SETELAH BERKURBAN

SETELAH BERKURBAN, LALU APA?
Kiki Musthafa

SELAIN disyariatkan oleh agama sebagai bagian sunnah muakkad, berkurban adalah ikhtiar me-recharge semangat kepedulian kita terhadap sesama. Seperti halnya smartphone—yang nyaris dibawa ke mana pun kita pergi—rasa peduli pun bisa mengalami lowbat, kehabisan daya. Bedanya, jika daya smartphone bisa dideteksi limit habisnya, daya kepedulian kita kadang bisa tiba-tiba habis tanpa terduga. Bedanya lagi, smartphone punya ukuran pasti disandarkan pada satuan kapasitas daya, sementara kepedulian tidak, bisa sebentar sekali, bisa sekali-sekali menjadi amat lama. Apa gerangan penyebabnya?

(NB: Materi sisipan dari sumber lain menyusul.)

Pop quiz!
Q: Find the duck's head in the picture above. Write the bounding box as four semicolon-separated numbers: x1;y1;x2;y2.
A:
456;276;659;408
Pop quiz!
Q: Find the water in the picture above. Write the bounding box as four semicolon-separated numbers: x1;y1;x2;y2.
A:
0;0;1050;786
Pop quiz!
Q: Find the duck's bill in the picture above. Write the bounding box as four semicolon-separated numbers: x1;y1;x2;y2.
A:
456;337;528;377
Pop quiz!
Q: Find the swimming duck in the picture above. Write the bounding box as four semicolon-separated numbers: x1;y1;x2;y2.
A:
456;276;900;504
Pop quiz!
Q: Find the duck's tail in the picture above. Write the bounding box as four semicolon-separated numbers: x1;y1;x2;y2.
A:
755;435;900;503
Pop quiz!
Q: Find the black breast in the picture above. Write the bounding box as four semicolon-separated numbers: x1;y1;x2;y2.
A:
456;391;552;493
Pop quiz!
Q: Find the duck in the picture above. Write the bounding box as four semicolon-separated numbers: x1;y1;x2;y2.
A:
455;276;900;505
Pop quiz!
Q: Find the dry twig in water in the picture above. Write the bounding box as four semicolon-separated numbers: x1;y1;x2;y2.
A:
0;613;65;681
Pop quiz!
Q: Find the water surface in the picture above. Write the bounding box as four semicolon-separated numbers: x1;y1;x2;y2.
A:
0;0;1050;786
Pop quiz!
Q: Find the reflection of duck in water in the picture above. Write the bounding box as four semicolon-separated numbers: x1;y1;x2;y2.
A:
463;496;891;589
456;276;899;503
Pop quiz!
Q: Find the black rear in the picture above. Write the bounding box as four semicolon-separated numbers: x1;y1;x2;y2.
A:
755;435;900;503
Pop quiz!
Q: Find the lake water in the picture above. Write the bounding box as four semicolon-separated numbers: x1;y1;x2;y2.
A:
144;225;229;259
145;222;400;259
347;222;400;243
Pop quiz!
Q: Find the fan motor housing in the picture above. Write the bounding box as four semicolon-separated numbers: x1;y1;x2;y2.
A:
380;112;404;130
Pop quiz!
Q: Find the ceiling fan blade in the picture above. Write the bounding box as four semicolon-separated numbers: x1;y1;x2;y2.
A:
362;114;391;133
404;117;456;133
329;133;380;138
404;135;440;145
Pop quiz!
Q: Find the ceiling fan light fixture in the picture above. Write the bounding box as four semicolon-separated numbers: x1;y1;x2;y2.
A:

Beberapa hari setelah ‘Idul ‘Adlha dan menyembelih hewan kurban, kita dihadapkan pada pertanyaan penting berikutnya. Berkurban bukan hanya membeli hewan kurban, menyembelihnya, lalu mendistribusikannya pada yang berhak menerimanya. Semua itu benar, tetapi menyoal ritualitas saja. Sesuatu yang disyariatkan dan memang demikianlah harusnya. Sementara itu, di balik semua yang disyariatkan, ada perintah lain yang harus ditunaikan, ada ikhtiar lain yang harus disegerakan. Karenanya, pertanyaan itu adalah, “Setelah berkurban, lantas mau apa?”

Mari kita jawab pertanyaan di atas dengan memindai proses berkurban itu sendiri. Pertama, secara ritual, ibadah berkurban sudah selesai hingga tiga hari setelah ‘Idul ‘Adlha—lihat tulisan minggu lalu (10/08/2019). Akan tetapi, kedua, secara sosial ia tidak hanya terhenti pada pendistribusian daging kurban saja. Faktanya, ada daya kepedulian lain, lebih luas dari itu, yang harus diekspolasi dalam setiap jengkal keseharian kita. Mendistribusikan daging kurban adalah simbolisasi pendistribusian daya kepedulian kita dalam banyak hal baik lainnya.

Setelah berbagi daging kurban, harus berbagi kebahagiaan. Kita dituntut mengikhtiarkan semua kebahagiaan dengan pula membahagiakan orang lain. Sehabis berbagi daging kurban, harus berbagi kesempatan. Kita dipinta memperjuangkan setiap kesempatan untuk bangkit dengan pula membuka kesempatan orang lain untuk menjadi lebih baik. Setuntas berbagi daging kurban, harus berbagi jalan. Kita didorong mencari jalan untuk sukses dengan pula membantu orang lain berjalan menemukan akses.

Setelah semua itu, kita diwajibkan berbagi harta yang Allah Subhanahu ta’ala titipkan, tenaga yang Allah mampukan dan pikiran yang Allah anugerahkan, untuk kebaikan banyak orang. Dititipi harta lebih, tutupi kekurangan orang lain. Dimampukan tenaga lebih, memampukan kelemahan orang lain. Dianugerahi pikiran lebih, cerahkan pemikiran orang lain. Me-recharge daya kepedulian kita dengan berkurban terletak pada ha-hal demikian; mengurbankan kelebihan kita untuk melebihkan orang lain. Agaknya, mentalitas seperti inilah yang sejatinya dikehendaki ‘Idul Qurban.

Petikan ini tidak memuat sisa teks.